A system of rotating bottles developed in Israel can keep mouse embryos alive outside the womb. The embryos are exposed to pressurized oxygen for several days.

Hanna says to make such experiments more acceptable, human embryos could be altered to limit their potential to develop fully. One possibility would be to install genetic mutations in a calcium channel so as to prevent the heart from ever beating.

I asked Hanna if he had sought the advice of ethicists or religious figures. He said he has not. Instead, he is awaiting the advice of his professional body and ethics clearance from his university.

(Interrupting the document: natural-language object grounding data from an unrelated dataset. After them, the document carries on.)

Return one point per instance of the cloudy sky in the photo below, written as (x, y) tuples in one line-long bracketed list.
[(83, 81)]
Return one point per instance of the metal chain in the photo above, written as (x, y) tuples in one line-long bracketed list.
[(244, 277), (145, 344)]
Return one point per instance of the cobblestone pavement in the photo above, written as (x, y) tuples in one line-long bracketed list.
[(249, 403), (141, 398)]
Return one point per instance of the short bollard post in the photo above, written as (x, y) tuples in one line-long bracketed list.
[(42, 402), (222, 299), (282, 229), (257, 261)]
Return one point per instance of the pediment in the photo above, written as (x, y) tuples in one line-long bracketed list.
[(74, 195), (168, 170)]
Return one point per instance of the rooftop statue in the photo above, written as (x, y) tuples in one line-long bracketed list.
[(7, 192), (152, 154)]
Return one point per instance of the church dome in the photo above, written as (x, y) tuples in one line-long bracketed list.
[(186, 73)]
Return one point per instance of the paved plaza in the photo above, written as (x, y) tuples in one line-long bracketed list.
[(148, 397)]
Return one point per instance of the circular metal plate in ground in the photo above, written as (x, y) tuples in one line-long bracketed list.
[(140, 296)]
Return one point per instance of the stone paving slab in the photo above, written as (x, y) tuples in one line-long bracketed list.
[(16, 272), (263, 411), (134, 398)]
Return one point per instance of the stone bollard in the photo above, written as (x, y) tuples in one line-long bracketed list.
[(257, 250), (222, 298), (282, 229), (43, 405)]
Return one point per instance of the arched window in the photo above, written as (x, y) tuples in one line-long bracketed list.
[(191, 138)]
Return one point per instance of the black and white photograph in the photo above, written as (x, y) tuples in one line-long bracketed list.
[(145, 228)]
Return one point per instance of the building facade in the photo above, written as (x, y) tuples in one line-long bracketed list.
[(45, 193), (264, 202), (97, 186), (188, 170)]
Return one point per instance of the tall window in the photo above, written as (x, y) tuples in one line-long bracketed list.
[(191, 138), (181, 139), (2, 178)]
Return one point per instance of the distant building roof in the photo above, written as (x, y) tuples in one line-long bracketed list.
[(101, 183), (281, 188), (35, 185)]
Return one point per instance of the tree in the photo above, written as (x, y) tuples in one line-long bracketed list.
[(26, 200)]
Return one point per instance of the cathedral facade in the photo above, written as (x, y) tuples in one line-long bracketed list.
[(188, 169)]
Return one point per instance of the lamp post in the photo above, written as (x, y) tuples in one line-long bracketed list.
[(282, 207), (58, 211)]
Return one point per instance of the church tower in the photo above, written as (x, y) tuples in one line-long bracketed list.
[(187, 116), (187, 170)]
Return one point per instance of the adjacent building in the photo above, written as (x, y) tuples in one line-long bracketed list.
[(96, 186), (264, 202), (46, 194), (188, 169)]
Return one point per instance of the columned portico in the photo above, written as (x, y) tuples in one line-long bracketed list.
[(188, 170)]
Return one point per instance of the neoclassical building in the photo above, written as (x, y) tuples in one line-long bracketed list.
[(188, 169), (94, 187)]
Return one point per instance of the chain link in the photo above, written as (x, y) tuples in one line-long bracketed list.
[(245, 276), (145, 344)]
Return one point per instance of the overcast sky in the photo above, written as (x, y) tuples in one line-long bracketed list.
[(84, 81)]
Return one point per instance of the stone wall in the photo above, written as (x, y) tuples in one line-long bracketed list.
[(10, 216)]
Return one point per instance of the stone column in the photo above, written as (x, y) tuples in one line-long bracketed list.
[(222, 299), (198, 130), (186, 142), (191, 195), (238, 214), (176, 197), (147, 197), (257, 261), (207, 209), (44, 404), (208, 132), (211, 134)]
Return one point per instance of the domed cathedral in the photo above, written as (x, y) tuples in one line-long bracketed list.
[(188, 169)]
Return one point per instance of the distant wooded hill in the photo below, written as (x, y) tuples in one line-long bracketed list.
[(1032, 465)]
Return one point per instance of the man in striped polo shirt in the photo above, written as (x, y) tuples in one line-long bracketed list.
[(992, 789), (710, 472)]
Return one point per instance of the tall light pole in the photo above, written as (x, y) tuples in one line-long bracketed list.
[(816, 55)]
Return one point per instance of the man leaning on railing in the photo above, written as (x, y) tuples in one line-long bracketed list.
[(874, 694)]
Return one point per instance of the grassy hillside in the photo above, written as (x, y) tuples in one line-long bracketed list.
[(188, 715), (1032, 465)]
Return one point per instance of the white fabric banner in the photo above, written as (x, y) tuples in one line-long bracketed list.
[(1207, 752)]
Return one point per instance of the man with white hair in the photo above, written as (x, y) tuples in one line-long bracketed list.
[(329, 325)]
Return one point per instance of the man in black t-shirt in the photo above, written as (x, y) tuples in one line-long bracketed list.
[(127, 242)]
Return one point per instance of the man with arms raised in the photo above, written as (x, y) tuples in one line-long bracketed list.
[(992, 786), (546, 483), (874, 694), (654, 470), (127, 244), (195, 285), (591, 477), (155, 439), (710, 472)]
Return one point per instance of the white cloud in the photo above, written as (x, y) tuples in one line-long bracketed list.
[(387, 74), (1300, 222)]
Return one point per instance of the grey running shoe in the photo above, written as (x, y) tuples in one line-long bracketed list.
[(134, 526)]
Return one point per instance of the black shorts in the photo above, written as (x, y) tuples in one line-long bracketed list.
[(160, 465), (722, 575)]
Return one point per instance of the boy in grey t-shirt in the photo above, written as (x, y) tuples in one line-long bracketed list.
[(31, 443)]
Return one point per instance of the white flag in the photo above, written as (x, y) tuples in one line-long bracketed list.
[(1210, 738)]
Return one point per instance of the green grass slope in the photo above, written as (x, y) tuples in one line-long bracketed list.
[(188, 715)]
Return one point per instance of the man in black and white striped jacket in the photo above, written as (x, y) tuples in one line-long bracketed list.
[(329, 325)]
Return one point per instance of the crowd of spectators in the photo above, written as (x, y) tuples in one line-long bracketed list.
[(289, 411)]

“The ISSCR is my rabbi,” he says.

There may be unexpected practical applications of growing human embryos in jars. William Hurlbut, a doctor and bioethicist at Stanford University, says the system suggests to him a way to obtain primitive organs, like liver or pancreas cells, from first-trimester human embryos, which could then be grown further and used in transplant medicine. Hanna agrees this is a potential direction for the technology.

“The scientific frontier is moving from molecules and test tubes to living organisms,” says Hurlbut. “I don’t think that organ harvesting is so far-fetched. It could eventually get there. But it’s very fraught, because one person’s boundary is not another person’s boundary.”